By analyzing existing cross correlation between Bosung Power Technology and System and Application, you can compare the effects of market volatilities on Bosung Power and System and check how they will diversify away market risk if combined in the same portfolio for a given time horizon. You can also utilize pair trading strategies of matching a long position in Bosung Power with a short position of System. Check out your portfolio center. Please also check ongoing floating volatility patterns of Bosung Power and System.
Diversification Opportunities for Bosung Power and System
-0.31 | Correlation Coefficient |
Very good diversification
The 3 months correlation between Bosung and System is -0.31. Overlapping area represents the amount of risk that can be diversified away by holding Bosung Power Technology and System and Application in the same portfolio, assuming nothing else is changed. The correlation between historical prices or returns on System and Application and Bosung Power is a relative statistical measure of the degree to which these equity instruments tend to move together. The correlation coefficient measures the extent to which returns on Bosung Power Technology are associated (or correlated) with System. Values of the correlation coefficient range from -1 to +1, where. The correlation of zero (0) is possible when the price movement of System and Application has no effect on the direction of Bosung Power i.e., Bosung Power and System go up and down completely randomly.
Pair Corralation between Bosung Power and System
Assuming the 90 days trading horizon Bosung Power is expected to generate 2.57 times less return on investment than System. But when comparing it to its historical volatility, Bosung Power Technology is 1.38 times less risky than System. It trades about 0.03 of its potential returns per unit of risk. System and Application is currently generating about 0.05 of returns per unit of risk over similar time horizon. If you would invest 138,311 in System and Application on October 25, 2024 and sell it today you would earn a total of 12,189 from holding System and Application or generate 8.81% return on investment over 90 days.

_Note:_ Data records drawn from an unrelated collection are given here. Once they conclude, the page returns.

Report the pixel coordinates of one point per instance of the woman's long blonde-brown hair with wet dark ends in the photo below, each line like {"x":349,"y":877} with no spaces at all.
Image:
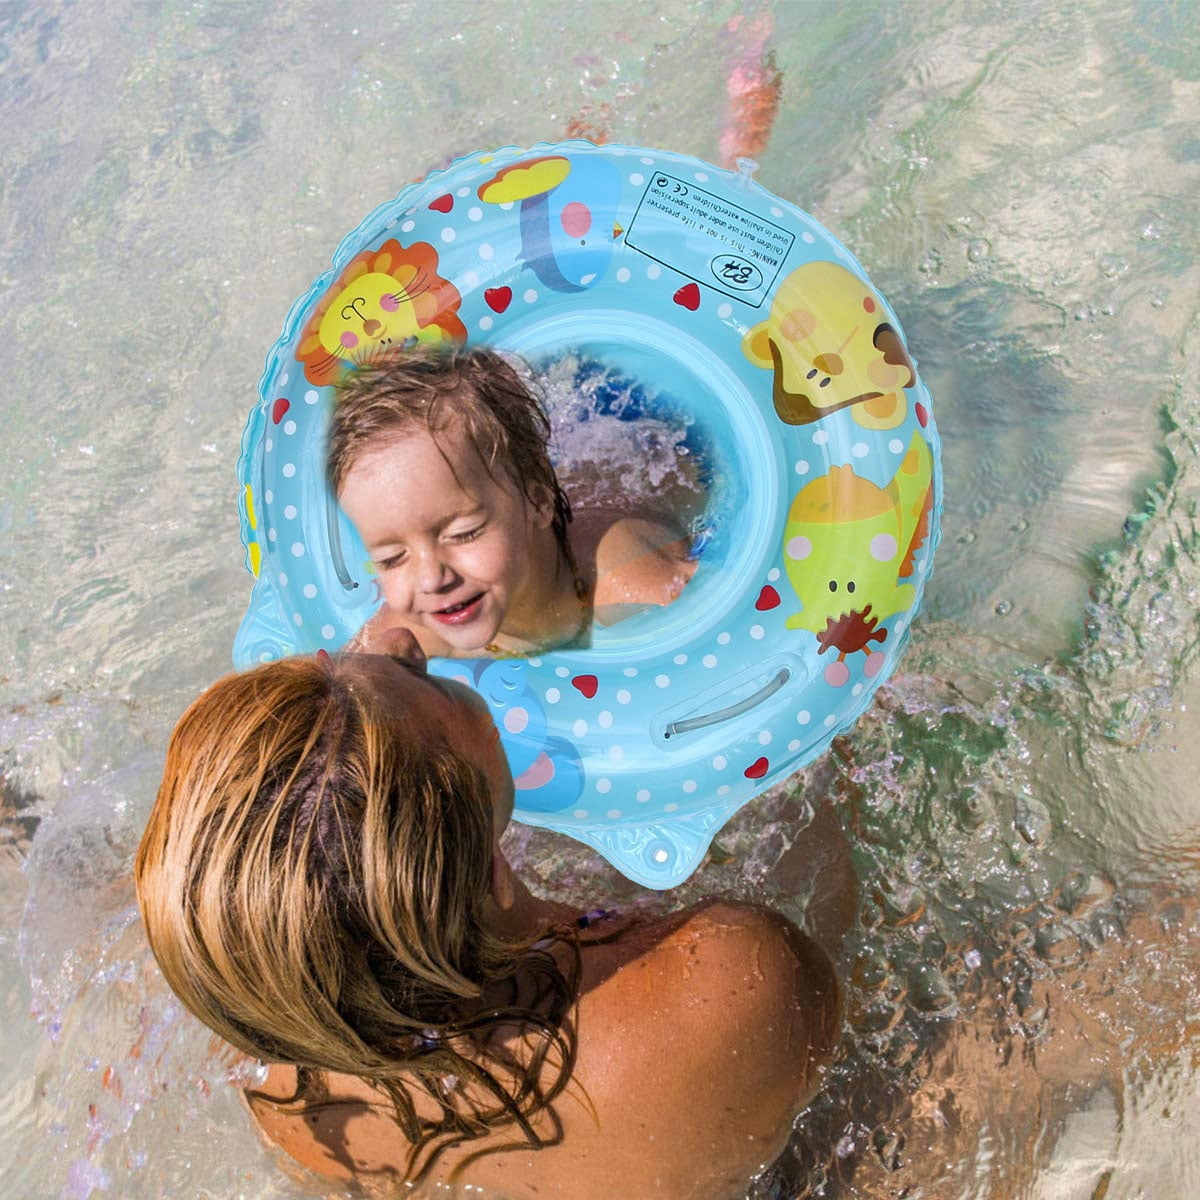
{"x":313,"y":884}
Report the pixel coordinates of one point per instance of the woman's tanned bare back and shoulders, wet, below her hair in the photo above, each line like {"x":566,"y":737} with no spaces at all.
{"x":700,"y":1039}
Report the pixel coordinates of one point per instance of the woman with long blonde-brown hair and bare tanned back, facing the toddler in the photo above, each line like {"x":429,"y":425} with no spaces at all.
{"x":322,"y":885}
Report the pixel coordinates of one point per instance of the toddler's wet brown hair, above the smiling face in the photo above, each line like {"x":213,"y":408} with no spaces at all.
{"x":433,"y":388}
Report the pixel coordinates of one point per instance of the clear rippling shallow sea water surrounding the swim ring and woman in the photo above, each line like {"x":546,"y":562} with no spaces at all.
{"x":1019,"y":179}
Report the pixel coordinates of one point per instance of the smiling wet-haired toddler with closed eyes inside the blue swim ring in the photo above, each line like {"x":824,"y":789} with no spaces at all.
{"x":440,"y":459}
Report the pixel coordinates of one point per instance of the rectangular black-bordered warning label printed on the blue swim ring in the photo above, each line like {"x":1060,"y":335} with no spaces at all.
{"x":709,"y":239}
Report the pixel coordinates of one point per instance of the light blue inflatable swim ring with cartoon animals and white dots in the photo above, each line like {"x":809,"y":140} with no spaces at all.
{"x":707,"y":287}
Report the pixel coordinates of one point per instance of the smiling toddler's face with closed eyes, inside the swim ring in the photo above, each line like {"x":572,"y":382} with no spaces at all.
{"x":454,"y":548}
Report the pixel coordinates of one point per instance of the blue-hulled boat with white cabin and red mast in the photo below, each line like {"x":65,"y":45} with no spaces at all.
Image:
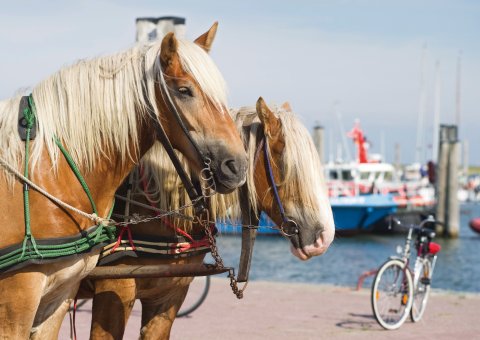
{"x":365,"y":195}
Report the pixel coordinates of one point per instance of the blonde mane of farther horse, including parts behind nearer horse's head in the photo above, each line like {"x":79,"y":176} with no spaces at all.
{"x":302,"y":181}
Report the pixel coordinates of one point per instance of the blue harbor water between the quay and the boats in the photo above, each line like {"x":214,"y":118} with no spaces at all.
{"x":457,"y":267}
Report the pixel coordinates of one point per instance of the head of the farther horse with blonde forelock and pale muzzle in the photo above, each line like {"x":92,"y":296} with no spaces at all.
{"x":307,"y":217}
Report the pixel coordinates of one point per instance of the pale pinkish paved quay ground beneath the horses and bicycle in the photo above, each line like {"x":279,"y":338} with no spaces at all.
{"x":300,"y":311}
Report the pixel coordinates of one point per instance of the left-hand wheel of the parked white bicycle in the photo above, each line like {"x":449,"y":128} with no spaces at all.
{"x":392,"y":293}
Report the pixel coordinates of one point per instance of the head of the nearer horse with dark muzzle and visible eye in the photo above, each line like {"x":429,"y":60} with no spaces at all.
{"x":192,"y":88}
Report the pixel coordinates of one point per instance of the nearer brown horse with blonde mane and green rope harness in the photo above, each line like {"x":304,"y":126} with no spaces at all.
{"x":104,"y":112}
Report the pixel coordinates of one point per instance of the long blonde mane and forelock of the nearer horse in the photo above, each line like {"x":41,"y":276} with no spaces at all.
{"x":93,"y":105}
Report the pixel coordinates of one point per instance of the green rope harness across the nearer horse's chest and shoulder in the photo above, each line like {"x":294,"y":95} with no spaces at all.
{"x":47,"y":250}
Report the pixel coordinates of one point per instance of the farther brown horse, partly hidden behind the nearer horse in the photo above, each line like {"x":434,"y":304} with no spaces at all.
{"x":301,"y":189}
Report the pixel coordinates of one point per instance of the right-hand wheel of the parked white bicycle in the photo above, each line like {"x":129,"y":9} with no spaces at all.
{"x":422,"y":290}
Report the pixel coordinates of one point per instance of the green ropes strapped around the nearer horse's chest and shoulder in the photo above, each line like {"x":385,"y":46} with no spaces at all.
{"x":30,"y":249}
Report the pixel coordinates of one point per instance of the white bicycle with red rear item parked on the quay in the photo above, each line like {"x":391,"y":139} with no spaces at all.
{"x":397,"y":290}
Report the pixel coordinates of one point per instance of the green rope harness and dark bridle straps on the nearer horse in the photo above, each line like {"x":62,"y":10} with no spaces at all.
{"x":33,"y":251}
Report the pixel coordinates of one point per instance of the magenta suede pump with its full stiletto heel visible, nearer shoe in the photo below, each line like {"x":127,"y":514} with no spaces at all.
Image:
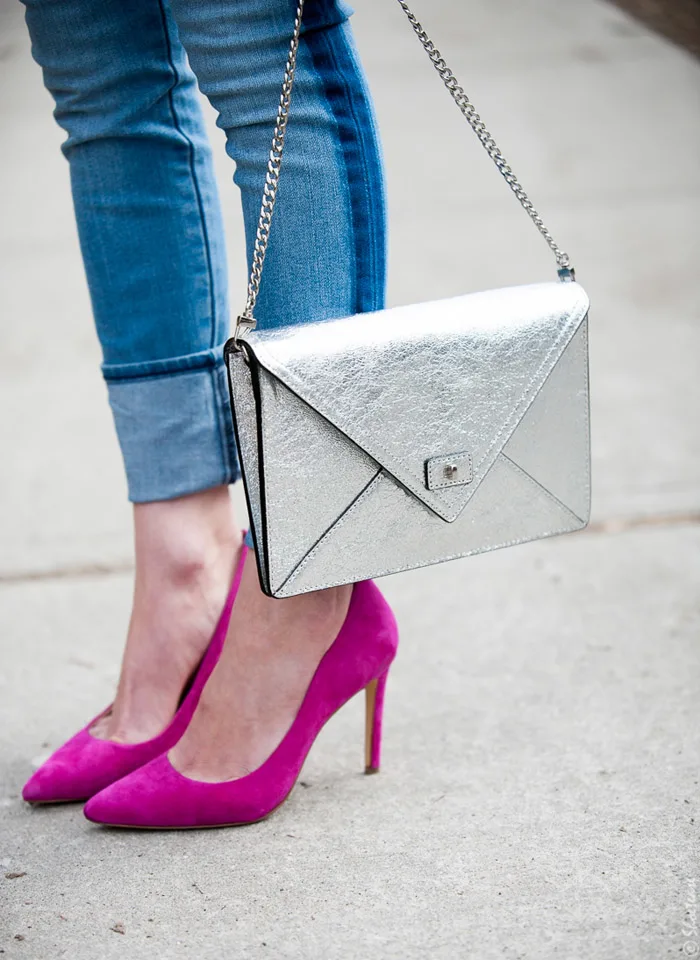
{"x":157,"y":796}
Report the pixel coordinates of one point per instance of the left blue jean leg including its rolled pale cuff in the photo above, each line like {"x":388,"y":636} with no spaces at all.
{"x":150,"y":231}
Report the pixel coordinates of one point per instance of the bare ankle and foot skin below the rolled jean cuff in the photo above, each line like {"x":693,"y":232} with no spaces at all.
{"x":186,"y":551}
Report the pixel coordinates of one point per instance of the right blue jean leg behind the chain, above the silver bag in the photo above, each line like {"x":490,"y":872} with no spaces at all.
{"x":327,"y":249}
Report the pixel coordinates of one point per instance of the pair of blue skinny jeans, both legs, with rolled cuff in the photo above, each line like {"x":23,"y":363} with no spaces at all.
{"x":123,"y":74}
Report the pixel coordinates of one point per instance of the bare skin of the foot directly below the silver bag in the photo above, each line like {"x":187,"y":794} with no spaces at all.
{"x":272,"y":650}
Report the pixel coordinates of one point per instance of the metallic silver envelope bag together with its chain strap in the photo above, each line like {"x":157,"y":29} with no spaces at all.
{"x":386,"y":441}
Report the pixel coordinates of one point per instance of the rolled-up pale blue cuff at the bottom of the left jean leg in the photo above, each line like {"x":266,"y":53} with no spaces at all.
{"x":174,"y":428}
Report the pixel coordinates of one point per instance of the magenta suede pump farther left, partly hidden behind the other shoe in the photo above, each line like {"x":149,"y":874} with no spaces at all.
{"x":85,"y":764}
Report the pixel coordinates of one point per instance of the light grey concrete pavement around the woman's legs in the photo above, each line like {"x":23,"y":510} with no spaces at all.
{"x":539,"y":796}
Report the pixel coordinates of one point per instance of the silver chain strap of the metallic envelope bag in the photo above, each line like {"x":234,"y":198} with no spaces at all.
{"x":274,"y":164}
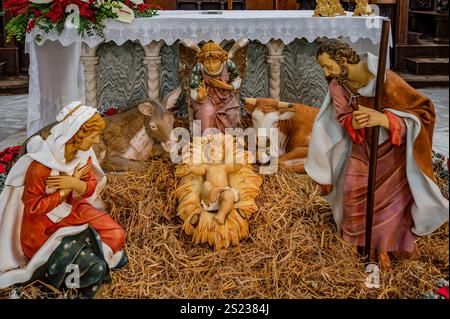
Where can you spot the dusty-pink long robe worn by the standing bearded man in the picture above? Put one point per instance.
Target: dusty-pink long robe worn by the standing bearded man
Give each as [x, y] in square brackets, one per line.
[392, 220]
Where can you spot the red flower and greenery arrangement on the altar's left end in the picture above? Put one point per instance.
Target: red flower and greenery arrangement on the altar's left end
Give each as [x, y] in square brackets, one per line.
[87, 16]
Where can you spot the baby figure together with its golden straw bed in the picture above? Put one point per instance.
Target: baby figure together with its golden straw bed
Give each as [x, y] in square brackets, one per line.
[217, 195]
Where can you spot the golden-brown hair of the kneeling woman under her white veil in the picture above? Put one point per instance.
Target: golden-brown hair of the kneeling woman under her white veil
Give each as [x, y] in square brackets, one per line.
[94, 124]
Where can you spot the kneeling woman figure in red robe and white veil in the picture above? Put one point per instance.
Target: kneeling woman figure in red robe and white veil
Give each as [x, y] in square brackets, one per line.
[50, 195]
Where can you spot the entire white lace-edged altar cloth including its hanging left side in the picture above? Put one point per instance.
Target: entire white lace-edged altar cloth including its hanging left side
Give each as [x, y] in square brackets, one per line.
[56, 76]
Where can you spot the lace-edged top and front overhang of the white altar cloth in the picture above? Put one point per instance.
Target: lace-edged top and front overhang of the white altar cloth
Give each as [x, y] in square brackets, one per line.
[229, 25]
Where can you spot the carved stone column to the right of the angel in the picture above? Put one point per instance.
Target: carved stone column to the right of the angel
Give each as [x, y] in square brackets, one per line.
[275, 59]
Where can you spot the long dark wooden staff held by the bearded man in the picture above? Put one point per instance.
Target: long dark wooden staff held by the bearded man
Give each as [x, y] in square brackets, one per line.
[382, 57]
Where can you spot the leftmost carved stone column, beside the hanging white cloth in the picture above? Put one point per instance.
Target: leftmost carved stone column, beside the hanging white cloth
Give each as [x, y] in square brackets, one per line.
[90, 61]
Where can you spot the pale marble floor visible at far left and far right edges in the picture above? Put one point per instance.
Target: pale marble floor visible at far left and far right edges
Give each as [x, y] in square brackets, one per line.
[13, 118]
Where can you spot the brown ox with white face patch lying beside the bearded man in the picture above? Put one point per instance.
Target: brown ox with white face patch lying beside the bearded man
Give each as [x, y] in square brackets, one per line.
[294, 121]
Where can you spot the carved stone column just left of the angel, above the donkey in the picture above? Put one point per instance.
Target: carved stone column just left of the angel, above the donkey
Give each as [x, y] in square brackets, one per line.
[152, 60]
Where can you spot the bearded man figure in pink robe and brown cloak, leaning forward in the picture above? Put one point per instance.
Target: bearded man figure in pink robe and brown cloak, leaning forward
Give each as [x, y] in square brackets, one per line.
[408, 203]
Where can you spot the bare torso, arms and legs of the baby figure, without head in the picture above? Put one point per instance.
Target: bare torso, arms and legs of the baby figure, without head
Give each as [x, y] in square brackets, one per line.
[216, 193]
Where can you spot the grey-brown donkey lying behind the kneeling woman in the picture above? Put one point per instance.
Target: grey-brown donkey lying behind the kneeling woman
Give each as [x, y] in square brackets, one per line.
[136, 134]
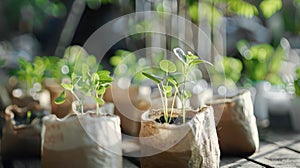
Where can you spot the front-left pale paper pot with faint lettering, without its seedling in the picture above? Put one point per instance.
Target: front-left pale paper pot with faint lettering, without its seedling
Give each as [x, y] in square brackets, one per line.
[84, 140]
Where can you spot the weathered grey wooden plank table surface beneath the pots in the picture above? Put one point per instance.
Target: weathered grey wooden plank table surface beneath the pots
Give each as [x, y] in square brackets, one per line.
[278, 149]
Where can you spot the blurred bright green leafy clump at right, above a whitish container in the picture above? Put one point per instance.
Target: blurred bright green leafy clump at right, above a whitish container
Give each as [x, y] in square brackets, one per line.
[262, 61]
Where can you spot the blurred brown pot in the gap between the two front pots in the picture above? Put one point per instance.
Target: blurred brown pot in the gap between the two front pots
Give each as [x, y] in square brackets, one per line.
[128, 106]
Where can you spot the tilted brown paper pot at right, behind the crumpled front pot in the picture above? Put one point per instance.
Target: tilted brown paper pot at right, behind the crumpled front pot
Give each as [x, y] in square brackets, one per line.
[236, 124]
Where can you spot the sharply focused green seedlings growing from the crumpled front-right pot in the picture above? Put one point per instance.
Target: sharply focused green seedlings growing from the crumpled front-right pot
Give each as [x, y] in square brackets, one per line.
[169, 85]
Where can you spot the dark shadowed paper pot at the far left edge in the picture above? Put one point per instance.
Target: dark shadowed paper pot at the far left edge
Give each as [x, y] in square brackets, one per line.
[20, 138]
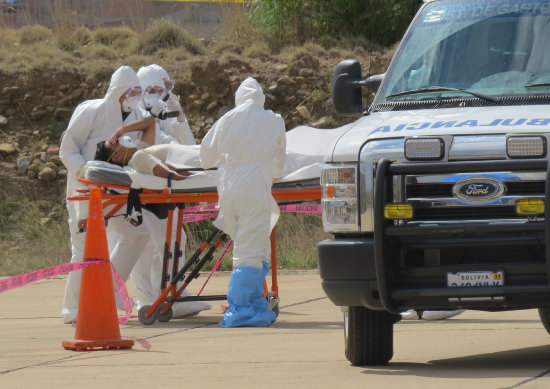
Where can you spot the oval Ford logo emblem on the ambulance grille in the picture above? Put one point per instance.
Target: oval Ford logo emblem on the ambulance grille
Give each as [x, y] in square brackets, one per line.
[478, 189]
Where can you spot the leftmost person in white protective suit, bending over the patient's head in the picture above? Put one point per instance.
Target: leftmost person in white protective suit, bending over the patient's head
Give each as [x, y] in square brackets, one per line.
[91, 122]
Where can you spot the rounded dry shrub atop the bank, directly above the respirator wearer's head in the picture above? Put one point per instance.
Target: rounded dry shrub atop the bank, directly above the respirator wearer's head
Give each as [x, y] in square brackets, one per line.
[164, 34]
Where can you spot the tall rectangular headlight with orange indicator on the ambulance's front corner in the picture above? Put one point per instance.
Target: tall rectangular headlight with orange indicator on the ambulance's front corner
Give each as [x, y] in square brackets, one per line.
[339, 200]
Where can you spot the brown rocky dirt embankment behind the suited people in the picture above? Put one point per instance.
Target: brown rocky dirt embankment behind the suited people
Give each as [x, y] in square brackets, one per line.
[35, 108]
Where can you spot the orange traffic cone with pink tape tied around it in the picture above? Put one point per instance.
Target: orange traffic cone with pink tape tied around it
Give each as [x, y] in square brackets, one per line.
[97, 321]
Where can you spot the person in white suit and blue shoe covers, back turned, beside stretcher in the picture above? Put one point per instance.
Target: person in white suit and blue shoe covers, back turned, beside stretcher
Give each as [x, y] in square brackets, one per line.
[247, 145]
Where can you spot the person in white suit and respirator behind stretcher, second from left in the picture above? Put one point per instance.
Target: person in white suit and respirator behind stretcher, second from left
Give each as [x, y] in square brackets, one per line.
[146, 275]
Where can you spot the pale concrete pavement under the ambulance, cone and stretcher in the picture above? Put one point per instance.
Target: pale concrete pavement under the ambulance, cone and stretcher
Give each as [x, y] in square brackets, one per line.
[303, 349]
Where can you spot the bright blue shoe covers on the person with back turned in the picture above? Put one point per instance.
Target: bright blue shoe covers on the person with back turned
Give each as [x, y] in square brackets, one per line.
[247, 307]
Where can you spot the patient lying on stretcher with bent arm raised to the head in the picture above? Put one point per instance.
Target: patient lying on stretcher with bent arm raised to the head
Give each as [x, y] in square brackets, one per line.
[146, 157]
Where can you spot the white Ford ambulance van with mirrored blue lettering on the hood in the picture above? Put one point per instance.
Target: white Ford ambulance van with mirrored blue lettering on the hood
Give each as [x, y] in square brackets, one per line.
[436, 196]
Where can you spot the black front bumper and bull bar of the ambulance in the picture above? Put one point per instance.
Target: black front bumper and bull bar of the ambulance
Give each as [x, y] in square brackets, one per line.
[403, 278]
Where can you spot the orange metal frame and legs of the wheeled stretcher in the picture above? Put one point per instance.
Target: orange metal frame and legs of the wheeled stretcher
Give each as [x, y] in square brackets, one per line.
[169, 294]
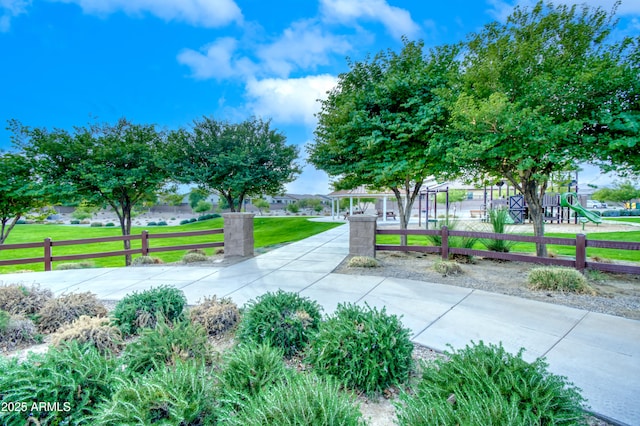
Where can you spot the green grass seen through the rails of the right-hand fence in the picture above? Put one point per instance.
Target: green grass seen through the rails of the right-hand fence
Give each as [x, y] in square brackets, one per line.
[612, 254]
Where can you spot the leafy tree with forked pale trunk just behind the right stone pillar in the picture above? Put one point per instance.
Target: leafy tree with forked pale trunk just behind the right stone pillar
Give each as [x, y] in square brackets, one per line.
[376, 124]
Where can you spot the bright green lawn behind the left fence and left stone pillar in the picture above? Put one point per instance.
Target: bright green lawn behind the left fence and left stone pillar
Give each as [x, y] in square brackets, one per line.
[267, 232]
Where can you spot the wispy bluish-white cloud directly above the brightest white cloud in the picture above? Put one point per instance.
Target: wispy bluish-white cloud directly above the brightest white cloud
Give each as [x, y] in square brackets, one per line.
[304, 45]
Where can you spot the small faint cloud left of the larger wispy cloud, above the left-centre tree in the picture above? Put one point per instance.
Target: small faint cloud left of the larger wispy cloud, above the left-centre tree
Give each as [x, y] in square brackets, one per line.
[217, 60]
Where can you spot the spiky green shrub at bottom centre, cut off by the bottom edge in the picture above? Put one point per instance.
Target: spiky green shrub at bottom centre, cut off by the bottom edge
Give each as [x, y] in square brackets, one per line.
[305, 400]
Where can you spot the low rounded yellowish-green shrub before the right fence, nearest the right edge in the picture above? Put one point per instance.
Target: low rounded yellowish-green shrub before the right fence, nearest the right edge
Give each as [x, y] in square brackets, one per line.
[556, 278]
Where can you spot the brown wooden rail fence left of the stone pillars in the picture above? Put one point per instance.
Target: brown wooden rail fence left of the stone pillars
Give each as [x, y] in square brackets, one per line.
[145, 237]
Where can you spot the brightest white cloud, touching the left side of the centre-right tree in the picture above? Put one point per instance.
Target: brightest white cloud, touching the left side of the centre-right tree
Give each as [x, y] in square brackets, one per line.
[293, 100]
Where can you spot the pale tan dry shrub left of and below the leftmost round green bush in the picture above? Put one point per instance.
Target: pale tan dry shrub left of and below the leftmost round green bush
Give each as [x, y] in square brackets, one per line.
[95, 331]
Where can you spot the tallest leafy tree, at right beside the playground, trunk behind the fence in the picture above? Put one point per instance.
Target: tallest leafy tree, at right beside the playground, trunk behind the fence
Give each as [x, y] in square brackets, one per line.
[531, 89]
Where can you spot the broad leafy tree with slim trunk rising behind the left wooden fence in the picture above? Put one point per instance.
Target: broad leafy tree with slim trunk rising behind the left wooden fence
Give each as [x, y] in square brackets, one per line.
[118, 165]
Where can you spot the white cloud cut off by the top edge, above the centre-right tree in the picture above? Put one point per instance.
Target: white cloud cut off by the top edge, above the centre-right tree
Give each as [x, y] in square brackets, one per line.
[397, 21]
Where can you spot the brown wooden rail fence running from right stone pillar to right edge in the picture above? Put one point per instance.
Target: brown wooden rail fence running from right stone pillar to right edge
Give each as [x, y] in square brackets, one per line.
[580, 243]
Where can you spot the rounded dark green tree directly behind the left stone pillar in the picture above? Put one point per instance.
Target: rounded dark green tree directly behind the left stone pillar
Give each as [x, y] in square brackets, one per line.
[234, 160]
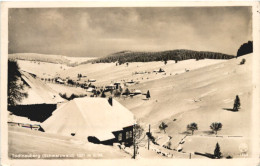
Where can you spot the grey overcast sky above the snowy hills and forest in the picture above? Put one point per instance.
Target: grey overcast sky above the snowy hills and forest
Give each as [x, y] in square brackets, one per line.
[102, 31]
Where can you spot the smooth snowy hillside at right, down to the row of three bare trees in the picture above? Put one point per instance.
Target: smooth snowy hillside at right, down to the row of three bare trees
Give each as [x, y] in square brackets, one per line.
[200, 95]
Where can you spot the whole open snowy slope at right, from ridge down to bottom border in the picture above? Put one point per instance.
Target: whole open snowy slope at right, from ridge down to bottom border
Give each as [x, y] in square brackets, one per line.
[202, 96]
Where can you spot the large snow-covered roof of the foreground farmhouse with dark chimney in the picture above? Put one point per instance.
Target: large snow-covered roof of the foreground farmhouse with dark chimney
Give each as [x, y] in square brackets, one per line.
[89, 117]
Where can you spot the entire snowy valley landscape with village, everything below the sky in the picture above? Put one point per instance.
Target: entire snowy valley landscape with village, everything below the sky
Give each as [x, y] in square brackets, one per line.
[170, 104]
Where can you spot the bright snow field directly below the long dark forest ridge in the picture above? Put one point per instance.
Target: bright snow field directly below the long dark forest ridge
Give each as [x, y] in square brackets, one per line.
[105, 73]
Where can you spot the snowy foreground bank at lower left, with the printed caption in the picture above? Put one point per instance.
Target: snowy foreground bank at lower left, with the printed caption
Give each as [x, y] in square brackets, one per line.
[26, 141]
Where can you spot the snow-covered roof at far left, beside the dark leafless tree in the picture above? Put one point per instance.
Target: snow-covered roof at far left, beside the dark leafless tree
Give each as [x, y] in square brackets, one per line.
[38, 92]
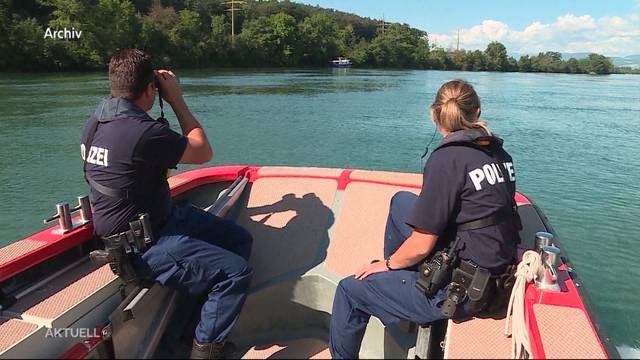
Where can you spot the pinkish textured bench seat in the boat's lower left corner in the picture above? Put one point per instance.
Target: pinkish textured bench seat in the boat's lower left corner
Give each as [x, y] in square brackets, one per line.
[77, 299]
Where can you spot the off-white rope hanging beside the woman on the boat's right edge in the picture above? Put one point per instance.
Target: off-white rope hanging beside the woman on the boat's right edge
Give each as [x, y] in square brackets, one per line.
[527, 272]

Time Period | 3 Months [change] |
Direction | Moves Against |
Strength | Insignificant |
Accuracy | 100.0% |
Values | Daily Returns |
Bosung Power Technology vs. System and Application
Performance |
Timeline |
Bosung Power Technology |
System and Application |
Bosung Power and System Volatility Contrast
Predicted Return Density |
Returns |
Pair Trading with Bosung Power and System
The main advantage of trading using opposite Bosung Power and System positions is that it hedges away some unsystematic risk. Because of two separate transactions, even if Bosung Power position performs unexpectedly, System can make up some of the losses. Pair trading also minimizes risk from directional movements in the market. For example, if an entire industry or sector drops because of unexpected headlines, the short position in System will offset losses from the drop in System's long position.Bosung Power vs. Samsung Electronics Co | Bosung Power vs. Samsung Electronics Co | Bosung Power vs. KB Financial Group | Bosung Power vs. Shinhan Financial Group |
System vs. Samsung Electronics Co | System vs. Samsung Electronics Co | System vs. SK Hynix | System vs. HMM Co |
Check out your portfolio center.Note that this page's information should be used as a complementary analysis to find the right mix of equity instruments to add to your existing portfolios or create a brand new portfolio. You can also try the Pair Correlation module to compare performance and examine fundamental relationship between any two equity instruments.